After the caterpillar's new skin dries, it ... are you ready for this?? ... eats its old skin. Have a look at these pictures.

The time-span, between the caterpillar's molts, is called instars. The Monarch caterpillar sheds its skin—or, its exoskeleton—five times. It has to shed its skin because, unlike human beings, the skin of a Monarch caterpillar does not stretch.

The National Wildlife Federation has a series of pictures depicting each stage of the Monarch's metamorphosis. They are pretty amazing!
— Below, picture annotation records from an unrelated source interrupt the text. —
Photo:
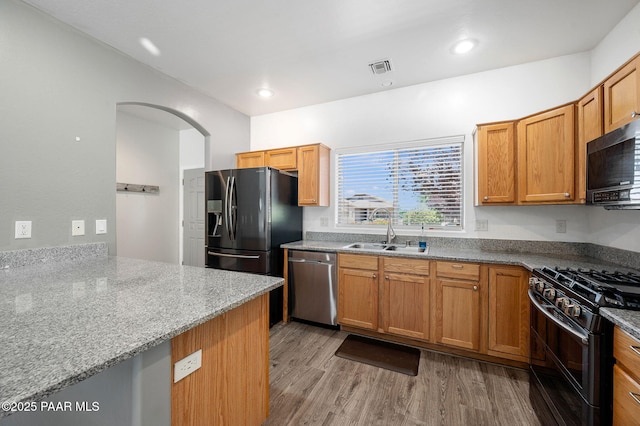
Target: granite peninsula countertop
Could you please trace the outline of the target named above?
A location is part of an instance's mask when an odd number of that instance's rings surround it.
[[[483,250],[480,248],[463,248],[456,246],[430,246],[425,253],[407,253],[382,250],[366,250],[348,248],[347,241],[301,240],[283,244],[282,248],[289,250],[329,251],[336,253],[373,254],[383,256],[401,256],[431,260],[445,260],[454,262],[481,262],[492,264],[518,265],[529,270],[549,267],[593,268],[608,270],[634,271],[601,259],[583,256],[571,251],[568,254],[527,253],[522,251]],[[602,316],[637,339],[640,339],[640,311],[615,308],[600,308]]]
[[[0,402],[42,399],[282,283],[107,256],[0,269]]]

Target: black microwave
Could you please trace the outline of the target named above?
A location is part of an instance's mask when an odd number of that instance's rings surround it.
[[[640,210],[640,120],[587,144],[587,204]]]

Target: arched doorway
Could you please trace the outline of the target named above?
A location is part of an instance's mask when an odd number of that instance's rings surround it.
[[[116,194],[118,256],[169,263],[186,259],[186,264],[195,264],[193,251],[202,260],[198,266],[204,266],[204,205],[197,203],[199,198],[204,203],[204,188],[201,197],[191,194],[194,205],[184,201],[189,190],[183,188],[189,186],[182,183],[183,176],[194,173],[200,173],[204,182],[209,133],[179,111],[148,103],[120,103],[116,117],[117,182],[158,187],[157,192]],[[187,230],[197,226],[190,224],[190,208],[202,217],[202,235],[201,241],[185,244],[183,223]]]

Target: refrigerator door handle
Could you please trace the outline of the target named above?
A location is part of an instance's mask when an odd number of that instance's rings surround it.
[[[231,176],[231,185],[230,185],[231,189],[229,190],[229,194],[231,194],[231,196],[229,197],[231,200],[231,205],[229,207],[229,215],[231,216],[231,241],[235,241],[236,239],[236,230],[237,230],[237,225],[238,225],[238,206],[235,205],[234,200],[236,200],[237,202],[237,188],[236,188],[236,177],[235,176]]]
[[[227,236],[231,238],[231,177],[227,177],[227,187],[224,194],[224,214],[225,214],[225,228]]]
[[[257,255],[243,255],[243,254],[225,254],[225,253],[215,253],[212,251],[208,251],[210,256],[218,256],[218,257],[233,257],[236,259],[260,259],[260,256]]]

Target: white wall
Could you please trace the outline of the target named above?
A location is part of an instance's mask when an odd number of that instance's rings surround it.
[[[591,206],[474,207],[471,135],[478,123],[521,118],[582,97],[638,52],[638,22],[640,5],[591,52],[252,117],[251,149],[323,142],[335,153],[342,147],[463,134],[465,230],[434,235],[593,242],[640,251],[638,211]],[[323,218],[329,219],[329,226],[321,226]],[[350,231],[335,228],[334,218],[333,207],[305,208],[305,231]],[[474,231],[476,219],[488,220],[489,231]],[[566,233],[555,232],[557,219],[566,220]]]
[[[256,116],[251,149],[323,142],[335,153],[343,147],[462,134],[465,230],[434,235],[584,241],[588,219],[582,206],[474,208],[472,132],[477,123],[516,119],[576,100],[589,88],[588,69],[589,54],[582,53]],[[320,225],[324,217],[328,227]],[[348,232],[332,225],[334,217],[333,207],[305,208],[305,231]],[[476,219],[488,220],[489,231],[474,231]],[[567,233],[555,232],[556,219],[567,221]]]
[[[116,180],[160,187],[117,193],[118,256],[179,263],[179,148],[178,130],[117,113]]]
[[[115,254],[116,105],[180,111],[211,135],[206,167],[249,149],[249,118],[16,0],[0,0],[0,250],[106,241]],[[76,141],[80,137],[80,141]],[[95,219],[108,234],[95,234]],[[71,220],[86,235],[71,237]],[[33,237],[16,240],[14,221]]]

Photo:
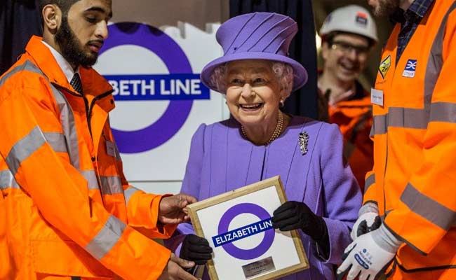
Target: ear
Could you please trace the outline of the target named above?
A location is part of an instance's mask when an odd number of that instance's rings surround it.
[[[62,10],[55,4],[48,4],[43,8],[44,29],[55,33],[62,22]]]

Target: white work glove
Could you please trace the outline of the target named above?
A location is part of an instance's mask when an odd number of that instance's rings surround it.
[[[364,204],[358,213],[358,220],[353,225],[350,237],[356,239],[361,234],[377,230],[382,225],[382,219],[378,215],[378,206],[373,202]]]
[[[401,244],[384,225],[360,236],[344,251],[346,258],[337,269],[337,279],[342,279],[347,272],[347,280],[353,280],[356,276],[360,280],[378,279],[388,267]]]

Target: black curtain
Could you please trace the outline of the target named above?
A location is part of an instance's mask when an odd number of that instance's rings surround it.
[[[32,35],[43,31],[38,0],[0,0],[0,75],[24,52]]]
[[[298,31],[290,45],[290,57],[307,70],[309,80],[291,94],[283,111],[293,115],[316,118],[316,47],[315,24],[311,0],[230,0],[230,18],[253,12],[274,12],[286,15],[297,22]]]

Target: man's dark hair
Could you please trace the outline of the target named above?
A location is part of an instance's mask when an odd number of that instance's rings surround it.
[[[73,6],[73,4],[79,0],[39,0],[38,3],[39,5],[39,15],[41,18],[41,24],[44,24],[44,20],[43,20],[43,8],[45,6],[49,4],[55,4],[60,8],[62,10],[62,14],[64,17],[66,17],[68,15],[68,10]]]

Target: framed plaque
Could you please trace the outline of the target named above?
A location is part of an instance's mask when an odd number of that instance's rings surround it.
[[[309,267],[299,233],[272,227],[286,201],[277,176],[188,206],[196,234],[213,250],[212,280],[274,279]]]

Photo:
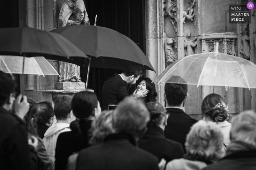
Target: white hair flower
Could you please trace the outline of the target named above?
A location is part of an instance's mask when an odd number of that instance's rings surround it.
[[[223,102],[222,102],[221,103],[218,103],[217,104],[215,105],[215,107],[220,108],[221,107],[223,107],[225,111],[229,111],[229,107],[226,106],[226,104]]]

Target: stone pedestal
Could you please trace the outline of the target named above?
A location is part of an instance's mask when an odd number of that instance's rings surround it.
[[[82,82],[59,82],[56,83],[57,90],[84,90],[85,83]]]
[[[68,95],[73,97],[75,94],[84,90],[31,90],[23,91],[23,94],[28,97],[32,98],[36,103],[42,102],[49,102],[52,103],[53,107],[55,100],[59,96],[63,95]],[[94,92],[93,90],[87,91]]]

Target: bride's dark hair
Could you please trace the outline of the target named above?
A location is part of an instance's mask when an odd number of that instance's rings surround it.
[[[145,103],[149,102],[157,102],[157,93],[155,90],[155,83],[149,78],[145,78],[142,80],[145,80],[146,83],[146,89],[148,90],[148,93],[145,98]]]
[[[202,113],[214,122],[224,122],[229,118],[227,108],[220,106],[224,103],[223,98],[220,95],[214,93],[210,94],[203,100],[201,107]],[[217,104],[220,105],[220,107],[216,107]]]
The size of the caterpillar's body changes from a first-stage length (measuring between 2mm and 6mm) to a second-second instar (where it grows from about 6mm to 9mm). At the third-instar, the caterpillar expands from 10mm to14mm and the fourth instar sees the caterpillar lengthen between 13mm and 25mm. By the last instar, or the fifth stage of molting, the caterpillar's length is between 25mm to 45mm.

After five instars, the Monarch reaches the Pupa stage. It can take some doing for the Monarch caterpillar to stuff its body into the chrysalis!

This last stage continues between ten days and two weeks. During this pupal stage, while the Monarch goes through its final transformation, it has no defense against predators so—with Mother Nature's help—they are sometimes very hard to see.

Emerging from the pupal stage, the Monarch is an adult butterfly. It will mate, and the process starts all over again.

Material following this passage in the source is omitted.